Wells Fargo Should Be Forced to Meet Subpoenas, SEC Says
Wells Fargo & Co. (WFC) failed to hand over documents demanded in U.S. subpoenas and should be forced to cooperate with a probe into its sale of almost $60 billion in residential mortgage-backed securities, regulators said.
The Securities and Exchange Commission asked a federal judge to compel the bank, the largest U.S. home lender, to deliver documents it agreed to produce under subpoenas dating from September, the agency said yesterday in a statement. The SEC said it’s looking into possible fraud by the San Francisco- based company and hasn’t concluded that anyone broke the law.
“Up until now, Wells has escaped some of the accusations that most of its competitors have suffered,” said Guy Cecala, publisher of the Inside Mortgage Finance newsletter. “It’s a credit to them that they’ve escaped as many lawsuits or challenges as they have. This may knock them off their pedestal.”
Almost four years after mounting mortgage defaults prompted unprecedented government bailouts of the financial system, regulators are still examining how banks packaged and sold home loans to investors. The SEC is looking for evidence that firms failed to disclose underlying credit weaknesses in mortgage pools and delinquencies, and has also told Goldman Sachs Group Inc. and JPMorgan Chase & Co. (JPM) that they may face civil claims.
The agency’s request, if granted, would give Wells Fargo 14 days to hand over 1,365 e-mails and attachments it has withheld from the SEC, according to a court filing. The bank said in a statement that enforcement action is unwarranted and that it will defend itself in court.
The watchdog is examining whether Wells Fargo misrepresented or omitted facts in offerings from September 2006 to early 2008, according to the statement. While the bank reviewed a sampling of loans and excluded those that failed to meet its standards, Wells Fargo may not have taken steps to address flaws in the remainder of the pool, the agency said.
Investigators are seeking information on the bank’s underwriting guidelines and on due diligence, according to the statement. The agency filed its request in federal court in San Francisco. Marc Fagel, the head of the SEC’s office in that city, declined to comment on the request.
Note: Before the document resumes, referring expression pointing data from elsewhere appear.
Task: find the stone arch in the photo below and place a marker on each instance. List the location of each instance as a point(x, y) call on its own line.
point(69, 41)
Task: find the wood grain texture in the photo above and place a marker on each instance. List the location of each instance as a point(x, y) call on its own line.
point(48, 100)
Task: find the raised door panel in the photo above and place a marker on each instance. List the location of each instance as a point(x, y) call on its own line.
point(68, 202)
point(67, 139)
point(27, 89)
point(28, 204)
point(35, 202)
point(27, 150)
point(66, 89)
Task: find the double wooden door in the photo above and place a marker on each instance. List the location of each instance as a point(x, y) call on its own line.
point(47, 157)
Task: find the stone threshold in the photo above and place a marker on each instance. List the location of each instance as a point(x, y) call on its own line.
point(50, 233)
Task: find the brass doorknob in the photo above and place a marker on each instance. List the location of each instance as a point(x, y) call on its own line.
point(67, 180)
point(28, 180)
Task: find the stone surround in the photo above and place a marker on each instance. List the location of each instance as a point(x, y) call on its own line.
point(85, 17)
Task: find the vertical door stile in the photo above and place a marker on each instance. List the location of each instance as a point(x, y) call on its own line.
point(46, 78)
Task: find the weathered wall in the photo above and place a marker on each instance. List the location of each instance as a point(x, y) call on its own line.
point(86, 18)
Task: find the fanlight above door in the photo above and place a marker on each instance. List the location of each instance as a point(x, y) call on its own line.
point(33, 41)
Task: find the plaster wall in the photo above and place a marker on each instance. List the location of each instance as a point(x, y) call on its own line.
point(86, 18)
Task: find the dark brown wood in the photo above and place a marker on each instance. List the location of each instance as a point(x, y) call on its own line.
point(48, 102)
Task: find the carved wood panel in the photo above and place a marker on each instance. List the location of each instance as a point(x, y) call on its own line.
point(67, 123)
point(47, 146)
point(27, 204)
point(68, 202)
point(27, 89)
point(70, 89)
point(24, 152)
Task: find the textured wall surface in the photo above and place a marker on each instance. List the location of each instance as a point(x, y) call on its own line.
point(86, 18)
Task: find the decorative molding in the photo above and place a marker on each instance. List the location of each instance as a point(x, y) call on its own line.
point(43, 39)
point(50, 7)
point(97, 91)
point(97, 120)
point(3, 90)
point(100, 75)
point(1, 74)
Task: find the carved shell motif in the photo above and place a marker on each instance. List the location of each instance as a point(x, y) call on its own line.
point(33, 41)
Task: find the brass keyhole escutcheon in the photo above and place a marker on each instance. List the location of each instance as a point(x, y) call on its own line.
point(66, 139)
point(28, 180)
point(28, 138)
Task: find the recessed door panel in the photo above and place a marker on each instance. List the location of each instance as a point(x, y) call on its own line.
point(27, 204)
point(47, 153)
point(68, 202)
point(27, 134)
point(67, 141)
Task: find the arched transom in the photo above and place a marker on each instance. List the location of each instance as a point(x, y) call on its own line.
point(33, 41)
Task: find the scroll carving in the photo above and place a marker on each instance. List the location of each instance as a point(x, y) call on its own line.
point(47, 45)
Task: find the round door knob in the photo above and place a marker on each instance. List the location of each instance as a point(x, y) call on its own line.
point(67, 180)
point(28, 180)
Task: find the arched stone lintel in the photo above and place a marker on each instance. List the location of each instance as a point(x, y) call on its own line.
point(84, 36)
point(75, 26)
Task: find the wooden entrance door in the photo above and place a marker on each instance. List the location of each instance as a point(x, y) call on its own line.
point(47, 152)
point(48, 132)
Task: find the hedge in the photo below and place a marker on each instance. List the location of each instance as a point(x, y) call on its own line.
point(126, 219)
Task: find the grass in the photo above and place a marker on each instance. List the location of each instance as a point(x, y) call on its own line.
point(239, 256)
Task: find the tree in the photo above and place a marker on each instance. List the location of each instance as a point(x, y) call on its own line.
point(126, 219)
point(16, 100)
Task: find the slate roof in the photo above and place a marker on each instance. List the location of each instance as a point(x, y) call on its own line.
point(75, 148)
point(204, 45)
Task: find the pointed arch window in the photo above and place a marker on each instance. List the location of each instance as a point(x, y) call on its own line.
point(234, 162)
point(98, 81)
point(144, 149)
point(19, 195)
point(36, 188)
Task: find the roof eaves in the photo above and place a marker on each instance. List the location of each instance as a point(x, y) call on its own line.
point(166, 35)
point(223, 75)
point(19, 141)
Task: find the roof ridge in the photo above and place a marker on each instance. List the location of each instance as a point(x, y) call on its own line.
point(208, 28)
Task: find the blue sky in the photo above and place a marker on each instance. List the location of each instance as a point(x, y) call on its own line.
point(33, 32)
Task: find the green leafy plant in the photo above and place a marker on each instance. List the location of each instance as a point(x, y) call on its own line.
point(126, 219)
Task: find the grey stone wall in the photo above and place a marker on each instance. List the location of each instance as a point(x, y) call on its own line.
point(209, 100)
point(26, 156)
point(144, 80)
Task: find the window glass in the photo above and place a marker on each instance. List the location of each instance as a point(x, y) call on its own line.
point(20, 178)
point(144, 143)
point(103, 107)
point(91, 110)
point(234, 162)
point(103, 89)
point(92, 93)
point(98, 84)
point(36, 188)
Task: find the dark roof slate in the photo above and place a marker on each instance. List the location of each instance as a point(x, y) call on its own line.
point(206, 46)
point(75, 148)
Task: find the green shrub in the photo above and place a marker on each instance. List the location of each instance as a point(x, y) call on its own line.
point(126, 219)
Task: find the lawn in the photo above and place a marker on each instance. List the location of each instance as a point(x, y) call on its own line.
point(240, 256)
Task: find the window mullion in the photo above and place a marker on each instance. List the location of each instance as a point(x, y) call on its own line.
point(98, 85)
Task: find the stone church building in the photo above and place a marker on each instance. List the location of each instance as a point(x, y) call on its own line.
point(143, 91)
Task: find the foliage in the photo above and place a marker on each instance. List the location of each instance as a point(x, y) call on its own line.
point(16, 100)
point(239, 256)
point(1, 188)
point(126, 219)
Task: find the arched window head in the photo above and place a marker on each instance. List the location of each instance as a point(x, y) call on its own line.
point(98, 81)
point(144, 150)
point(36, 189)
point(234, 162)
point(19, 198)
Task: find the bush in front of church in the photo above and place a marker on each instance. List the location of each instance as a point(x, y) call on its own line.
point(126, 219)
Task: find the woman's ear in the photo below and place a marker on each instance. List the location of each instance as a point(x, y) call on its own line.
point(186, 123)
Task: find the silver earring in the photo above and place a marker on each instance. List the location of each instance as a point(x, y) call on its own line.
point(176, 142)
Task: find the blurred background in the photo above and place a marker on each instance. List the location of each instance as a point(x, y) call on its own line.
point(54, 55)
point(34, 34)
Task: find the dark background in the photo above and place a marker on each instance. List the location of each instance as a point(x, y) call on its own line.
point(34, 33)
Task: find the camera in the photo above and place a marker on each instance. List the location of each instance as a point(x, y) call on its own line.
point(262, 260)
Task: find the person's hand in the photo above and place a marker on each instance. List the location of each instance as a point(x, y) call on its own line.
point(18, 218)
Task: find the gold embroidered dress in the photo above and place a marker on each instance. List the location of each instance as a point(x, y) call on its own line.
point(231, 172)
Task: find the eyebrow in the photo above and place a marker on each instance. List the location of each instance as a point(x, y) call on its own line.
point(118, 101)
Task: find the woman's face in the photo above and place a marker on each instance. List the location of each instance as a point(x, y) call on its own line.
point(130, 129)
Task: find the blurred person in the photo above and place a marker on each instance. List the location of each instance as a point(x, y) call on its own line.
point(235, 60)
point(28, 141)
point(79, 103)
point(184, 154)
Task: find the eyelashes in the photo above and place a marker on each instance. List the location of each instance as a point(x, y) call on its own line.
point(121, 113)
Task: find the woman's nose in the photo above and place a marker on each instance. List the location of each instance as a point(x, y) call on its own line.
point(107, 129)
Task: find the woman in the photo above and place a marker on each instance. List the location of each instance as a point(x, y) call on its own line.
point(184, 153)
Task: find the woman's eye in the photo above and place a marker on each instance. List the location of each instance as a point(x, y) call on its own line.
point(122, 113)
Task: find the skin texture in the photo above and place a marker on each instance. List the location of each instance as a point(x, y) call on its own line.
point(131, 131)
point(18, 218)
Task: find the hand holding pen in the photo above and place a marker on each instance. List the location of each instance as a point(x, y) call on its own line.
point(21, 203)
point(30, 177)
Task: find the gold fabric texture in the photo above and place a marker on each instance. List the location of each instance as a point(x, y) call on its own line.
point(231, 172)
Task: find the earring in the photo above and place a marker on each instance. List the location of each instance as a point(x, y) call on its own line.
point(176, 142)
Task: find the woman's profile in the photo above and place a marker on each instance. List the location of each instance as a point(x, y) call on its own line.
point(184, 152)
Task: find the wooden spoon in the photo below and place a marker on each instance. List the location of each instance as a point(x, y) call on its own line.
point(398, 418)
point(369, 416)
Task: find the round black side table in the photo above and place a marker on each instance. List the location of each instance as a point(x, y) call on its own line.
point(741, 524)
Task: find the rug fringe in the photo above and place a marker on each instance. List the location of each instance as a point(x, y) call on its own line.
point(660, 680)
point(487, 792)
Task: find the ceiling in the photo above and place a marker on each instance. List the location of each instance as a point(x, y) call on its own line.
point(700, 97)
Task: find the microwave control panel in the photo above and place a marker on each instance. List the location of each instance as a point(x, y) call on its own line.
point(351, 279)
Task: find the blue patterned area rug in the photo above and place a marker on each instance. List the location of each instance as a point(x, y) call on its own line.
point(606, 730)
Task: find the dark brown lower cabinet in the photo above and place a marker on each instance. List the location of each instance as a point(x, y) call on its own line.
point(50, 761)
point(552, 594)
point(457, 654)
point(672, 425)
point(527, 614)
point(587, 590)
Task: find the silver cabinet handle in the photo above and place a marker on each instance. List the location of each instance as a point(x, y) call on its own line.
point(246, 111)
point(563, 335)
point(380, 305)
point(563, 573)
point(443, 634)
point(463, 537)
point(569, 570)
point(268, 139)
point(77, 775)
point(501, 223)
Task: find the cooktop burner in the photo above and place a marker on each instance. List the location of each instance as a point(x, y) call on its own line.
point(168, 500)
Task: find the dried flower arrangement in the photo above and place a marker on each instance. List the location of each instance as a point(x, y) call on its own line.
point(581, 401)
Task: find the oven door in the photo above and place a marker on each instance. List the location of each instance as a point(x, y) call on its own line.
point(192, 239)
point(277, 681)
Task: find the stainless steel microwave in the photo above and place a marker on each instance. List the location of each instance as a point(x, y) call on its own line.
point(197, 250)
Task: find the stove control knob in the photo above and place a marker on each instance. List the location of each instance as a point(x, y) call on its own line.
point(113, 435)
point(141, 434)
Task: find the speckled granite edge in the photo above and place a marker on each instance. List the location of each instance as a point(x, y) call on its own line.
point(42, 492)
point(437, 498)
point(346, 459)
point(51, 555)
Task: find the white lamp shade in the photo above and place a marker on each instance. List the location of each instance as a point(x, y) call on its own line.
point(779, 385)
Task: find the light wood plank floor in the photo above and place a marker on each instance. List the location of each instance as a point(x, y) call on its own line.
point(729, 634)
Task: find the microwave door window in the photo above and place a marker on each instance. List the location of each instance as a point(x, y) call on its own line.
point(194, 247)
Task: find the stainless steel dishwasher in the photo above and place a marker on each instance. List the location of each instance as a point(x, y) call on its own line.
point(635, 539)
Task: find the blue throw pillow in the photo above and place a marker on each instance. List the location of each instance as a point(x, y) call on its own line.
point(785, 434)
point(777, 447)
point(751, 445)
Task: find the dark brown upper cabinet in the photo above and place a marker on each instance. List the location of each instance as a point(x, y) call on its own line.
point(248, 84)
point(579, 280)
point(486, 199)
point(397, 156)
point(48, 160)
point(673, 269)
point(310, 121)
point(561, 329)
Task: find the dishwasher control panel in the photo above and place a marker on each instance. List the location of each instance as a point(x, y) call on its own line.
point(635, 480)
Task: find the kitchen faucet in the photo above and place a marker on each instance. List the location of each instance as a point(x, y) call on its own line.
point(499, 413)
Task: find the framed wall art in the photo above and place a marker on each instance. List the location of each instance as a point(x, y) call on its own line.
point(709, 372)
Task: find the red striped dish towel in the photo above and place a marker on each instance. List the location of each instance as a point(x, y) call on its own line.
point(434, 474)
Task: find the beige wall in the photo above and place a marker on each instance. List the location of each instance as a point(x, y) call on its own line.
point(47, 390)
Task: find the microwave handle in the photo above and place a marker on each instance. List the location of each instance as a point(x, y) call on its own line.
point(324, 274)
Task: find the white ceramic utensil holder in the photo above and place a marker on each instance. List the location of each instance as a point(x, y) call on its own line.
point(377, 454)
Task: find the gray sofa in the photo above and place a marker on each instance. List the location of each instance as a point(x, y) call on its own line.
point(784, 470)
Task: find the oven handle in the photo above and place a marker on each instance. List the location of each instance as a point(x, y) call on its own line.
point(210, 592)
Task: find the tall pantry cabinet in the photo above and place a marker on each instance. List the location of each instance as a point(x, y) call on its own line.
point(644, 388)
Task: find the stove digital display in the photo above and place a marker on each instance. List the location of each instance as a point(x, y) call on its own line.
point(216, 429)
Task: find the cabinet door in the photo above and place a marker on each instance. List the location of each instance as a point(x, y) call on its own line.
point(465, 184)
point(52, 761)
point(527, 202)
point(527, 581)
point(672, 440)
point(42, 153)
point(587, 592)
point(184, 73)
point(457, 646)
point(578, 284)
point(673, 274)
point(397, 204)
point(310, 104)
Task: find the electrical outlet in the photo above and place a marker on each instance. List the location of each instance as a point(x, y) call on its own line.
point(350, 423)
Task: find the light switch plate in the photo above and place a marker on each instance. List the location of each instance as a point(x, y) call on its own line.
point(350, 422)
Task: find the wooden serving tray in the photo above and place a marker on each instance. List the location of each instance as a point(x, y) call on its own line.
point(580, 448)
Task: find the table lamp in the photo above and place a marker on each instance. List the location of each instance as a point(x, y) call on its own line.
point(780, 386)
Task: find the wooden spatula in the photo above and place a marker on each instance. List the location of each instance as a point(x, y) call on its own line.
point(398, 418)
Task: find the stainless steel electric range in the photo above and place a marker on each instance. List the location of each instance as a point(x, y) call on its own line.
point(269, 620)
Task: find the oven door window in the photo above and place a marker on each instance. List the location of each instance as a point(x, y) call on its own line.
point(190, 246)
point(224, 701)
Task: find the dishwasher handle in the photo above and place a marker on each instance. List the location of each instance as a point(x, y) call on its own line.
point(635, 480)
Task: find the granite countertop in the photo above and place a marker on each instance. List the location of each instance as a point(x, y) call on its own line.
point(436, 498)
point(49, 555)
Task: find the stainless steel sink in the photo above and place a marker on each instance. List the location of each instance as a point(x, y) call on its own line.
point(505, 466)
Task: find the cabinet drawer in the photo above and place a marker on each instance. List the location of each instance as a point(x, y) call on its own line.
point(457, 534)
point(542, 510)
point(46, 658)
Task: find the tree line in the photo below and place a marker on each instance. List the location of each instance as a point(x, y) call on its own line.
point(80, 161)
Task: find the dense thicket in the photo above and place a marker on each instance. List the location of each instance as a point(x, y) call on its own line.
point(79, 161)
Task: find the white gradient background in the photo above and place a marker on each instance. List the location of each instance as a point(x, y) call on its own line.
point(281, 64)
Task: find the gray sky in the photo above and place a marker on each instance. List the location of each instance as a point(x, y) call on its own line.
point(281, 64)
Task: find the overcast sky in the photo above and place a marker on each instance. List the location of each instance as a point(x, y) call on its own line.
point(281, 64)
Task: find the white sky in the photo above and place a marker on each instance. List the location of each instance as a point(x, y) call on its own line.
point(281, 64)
“Wells Fargo believes the subpoena enforcement action is inappropriate and unwarranted and will vigorously defend itself in court,” Mary Eshet, a Wells Fargo spokeswoman, said in an e-mailed statement. The bank has cooperated with the agency and believed it had an understanding on the requested documents, which was violated by yesterday’s filing, she said.
“Wells Fargo is also confident that the SEC staff has inaccurately described its conduct with regard to residential mortgage-backed securities,” Eshet said.
Wells Fargo said in its annual report filed Feb. 28 that it received a so-called Wells notice from the SEC warning the bank that it may face civil claims tied to the sale of mortgage- backed securities. SEC lawyers send the notices when they intend to recommend that the agency take action.
Four days before, on Feb. 24, the SEC told the lender that it was considering enforcement measures, the agency said in yesterday’s court filing. The bank has attempted to use that as an “excuse to avoid complying with the subpoenas,” the SEC said in the filing.
Wells Fargo’s lawyer told the SEC that given the Wells notice, “We assumed the investigation was over and we had moved to a different phase,” according to the filing. The lawyer told the SEC that he might agree to “revisit the issue of any additional document production” after the SEC reviewed the bank’s submission.
The passages were quoted from an e-mail sent to the SEC by Wells Fargo’s outside counsel, Michael Missal of K&L Gates LLP, according to a copy provided by spokesman Ancel Martinez. Missal declined to comment.
“There is no basis for Wells Fargo’s refusal to comply with the subpoenas because a Wells notice, such as the staff provided, does not terminate the commission’s investigative power,” the SEC said in its filing yesterday.
The scope of the SEC’s probe “involves not just Wells Fargo’s own potential violations of the securities laws, but the roles played by other persons associated with the bank’s residential mortgage-backed securities offerings,” according to the filing.
The SEC said it has sent Wells notices to two individuals associated with the bank’s mortgage offerings. They weren’t named.
The case is Securities and Exchange Commission v. Wells Fargo & Co., 12-80087, U.S. District Court, Northern District of California (San Francisco).